Seminggu Pasca Gempa, 200 Pasien RS Sulbar Masih Dirawat di Tenda

Sabtu, 23 Januari 2021 15:49

Pasien RSUD Sulbar masih menempati tenda. (Ishak/fajar.co.id)

FAJAR.CO.ID, MAMUJU – Proses pelayanan di RS Regional Sulawesi Barat (Sulbar) masih berjalan hingga saat ini. Namun pasien terpaksa dirawat di luar bangunan rumah sakit.

Direktur Utama RS Regional Sulbar, dr Indahwati, mengatakan, ada 200 lebih masyarakat yang menjadi korban gempa yang dirawat di tenda pengungsian rumah sakit daerah tersebut.

Alasannya, mereka takut dirawat di dalam gedung rumah sakit karena khawatir jiwa akan ada gempa susulan.

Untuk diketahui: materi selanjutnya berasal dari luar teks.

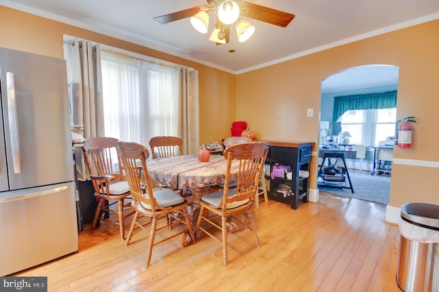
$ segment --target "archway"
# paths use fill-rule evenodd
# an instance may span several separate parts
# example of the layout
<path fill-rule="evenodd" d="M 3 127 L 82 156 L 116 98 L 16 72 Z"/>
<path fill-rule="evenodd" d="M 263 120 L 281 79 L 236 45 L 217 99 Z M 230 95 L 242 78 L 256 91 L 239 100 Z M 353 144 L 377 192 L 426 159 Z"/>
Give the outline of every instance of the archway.
<path fill-rule="evenodd" d="M 348 188 L 339 188 L 337 187 L 328 188 L 324 184 L 321 183 L 322 178 L 319 177 L 318 180 L 320 183 L 318 184 L 320 191 L 381 204 L 388 204 L 392 158 L 386 158 L 390 160 L 390 162 L 386 162 L 390 165 L 390 170 L 387 173 L 381 173 L 380 172 L 379 173 L 374 171 L 376 169 L 374 167 L 374 162 L 378 161 L 376 159 L 377 151 L 379 148 L 378 146 L 381 144 L 381 141 L 384 140 L 383 143 L 385 143 L 385 140 L 388 138 L 390 141 L 388 142 L 389 145 L 393 145 L 393 141 L 391 140 L 394 134 L 394 123 L 392 123 L 391 117 L 389 117 L 385 123 L 381 123 L 382 121 L 379 120 L 379 117 L 383 114 L 393 114 L 392 117 L 396 117 L 396 95 L 398 88 L 399 71 L 399 67 L 392 65 L 365 65 L 336 72 L 322 80 L 319 114 L 319 132 L 320 133 L 319 148 L 325 149 L 327 147 L 330 148 L 342 144 L 340 141 L 337 141 L 337 138 L 340 138 L 339 134 L 353 132 L 352 135 L 348 134 L 351 136 L 349 137 L 351 142 L 347 143 L 350 143 L 352 145 L 346 145 L 343 150 L 348 150 L 351 148 L 354 148 L 355 150 L 353 145 L 361 144 L 366 146 L 366 151 L 362 160 L 359 158 L 346 159 L 347 167 L 350 170 L 350 177 L 355 190 L 353 194 Z M 337 119 L 335 119 L 334 121 L 333 118 L 334 97 L 346 99 L 357 98 L 358 97 L 360 98 L 362 97 L 374 97 L 378 96 L 377 95 L 378 94 L 384 93 L 391 93 L 394 95 L 394 109 L 383 110 L 381 108 L 379 110 L 378 108 L 372 108 L 375 106 L 372 106 L 366 110 L 351 110 L 344 115 L 346 117 L 341 119 L 345 122 L 351 119 L 351 123 L 346 122 L 343 123 L 344 127 L 342 127 L 340 120 L 337 122 Z M 357 107 L 355 108 L 366 108 Z M 357 121 L 355 120 L 355 119 Z M 382 125 L 387 127 L 385 132 L 381 131 Z M 383 136 L 384 135 L 385 136 Z M 349 140 L 344 140 L 344 142 L 346 143 L 346 141 Z M 343 148 L 343 147 L 339 148 Z M 352 155 L 350 155 L 349 157 L 352 157 Z M 319 163 L 321 163 L 322 160 L 322 159 L 319 159 Z M 375 165 L 377 165 L 377 163 Z M 370 174 L 375 175 L 370 175 Z M 379 175 L 377 175 L 377 174 L 379 174 Z M 368 177 L 366 175 L 368 175 Z M 353 178 L 355 178 L 357 181 Z M 360 179 L 361 181 L 359 180 Z M 379 181 L 375 182 L 375 180 Z M 346 180 L 345 184 L 348 186 L 348 180 Z M 322 186 L 322 184 L 325 186 Z M 342 184 L 341 185 L 342 186 Z M 376 189 L 372 190 L 372 188 L 375 186 L 376 186 Z M 373 193 L 374 195 L 370 195 L 371 193 Z M 364 194 L 368 194 L 367 197 L 365 197 Z"/>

Seperti yang terjadi pada pekan lalu dengan kekuatan 6,2 magnitudo.

“Kalau kemarin yang kita tangani sekitar 200 lebih pasien korban gempa,” katanya kepada wartawan, Sabtu (23/1/2021).

Pihaknya tetap melayani seperti sedia kala, meskipun harus dibawah tenda biru atau pun tenda pengungsian yang telah disediakan oleh pihak terkait.

“Tetap jalan seperti biasa. Kita tetap menerima pasien seperti biasa. Tenda itu dipakai sebagai pengganti ruang perawatan, karena pasien tak mau ditempatkan di dalam ruangan karena takut,” tambah dia melalui sambungan telepon.

Selain korban gempa yang mengalami luka, pihaknya juga merawat ibu yang tengah hamil. Mereka yang menjalani persalinan atau pun lahiran, dibantu oleh relawan medis yang datang dari dari luar Sulbar.

Hanya saja, jika pasien yang akan melahirkan tidak normal, nantinya akan dibawa ke dalam ruang operasi mengingat ruangan di sana dianggap masih layak ditempati.